Final answer:
To determine the rate at which the surface area of the balloon is increasing, we first use the formula S = 4πr^2, take the derivative with respect to time, and then plug in the given values. The surface area is increasing at a rate of 16π cm^2/sec when the radius is 4 cm.
Step-by-step explanation:
The question asks at what rate the surface area of a spherical balloon increases given that the radius of the balloon is expanding at a constant rate. We will apply the concept of related rates in calculus to solve this problem.
Step-by-Step Solution:
- First, we recognize the formula for the surface area of a sphere, which is S = 4πr^2, where S is the surface area and r is the radius of the sphere.

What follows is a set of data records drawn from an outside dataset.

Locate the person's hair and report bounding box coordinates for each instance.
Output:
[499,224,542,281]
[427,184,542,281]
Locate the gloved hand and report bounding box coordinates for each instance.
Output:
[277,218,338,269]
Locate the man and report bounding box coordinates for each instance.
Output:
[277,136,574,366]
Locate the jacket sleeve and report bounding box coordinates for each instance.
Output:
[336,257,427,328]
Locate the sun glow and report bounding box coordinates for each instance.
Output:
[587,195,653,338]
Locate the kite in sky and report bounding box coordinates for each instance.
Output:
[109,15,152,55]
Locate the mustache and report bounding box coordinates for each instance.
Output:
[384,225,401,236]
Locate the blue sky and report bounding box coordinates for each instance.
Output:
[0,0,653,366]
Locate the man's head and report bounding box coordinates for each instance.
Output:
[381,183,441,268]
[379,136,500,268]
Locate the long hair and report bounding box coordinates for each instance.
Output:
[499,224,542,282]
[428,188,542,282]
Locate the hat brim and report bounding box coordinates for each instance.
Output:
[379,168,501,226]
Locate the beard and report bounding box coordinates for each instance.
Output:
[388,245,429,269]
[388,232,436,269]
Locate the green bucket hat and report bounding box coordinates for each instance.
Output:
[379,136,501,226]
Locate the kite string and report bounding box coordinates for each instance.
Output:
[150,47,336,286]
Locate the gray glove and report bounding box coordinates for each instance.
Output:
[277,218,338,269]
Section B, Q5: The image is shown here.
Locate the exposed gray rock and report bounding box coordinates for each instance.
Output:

- To determine the rate at which the surface area changes with respect to time, we take the derivative of the surface area with respect to time t: dS/dt = 8πr(dr/dt), where (dr/dt) is the rate of change of the radius over time, which is given as 0.5 cm/sec.
- Now we substitute the given radius of 4 cm into the derivative equation and the rate of change of the radius. This gives us dS/dt = 8π(4 cm)(0.5 cm/sec) = 16π cm/sec.
- The rate at which the surface area of the balloon increases when the radius is 4 cm is 16π cm^2/sec.
Thus, the surface area of the spherical balloon is increasing at a rate of 16π cm^2/sec when its radius is 4 cm.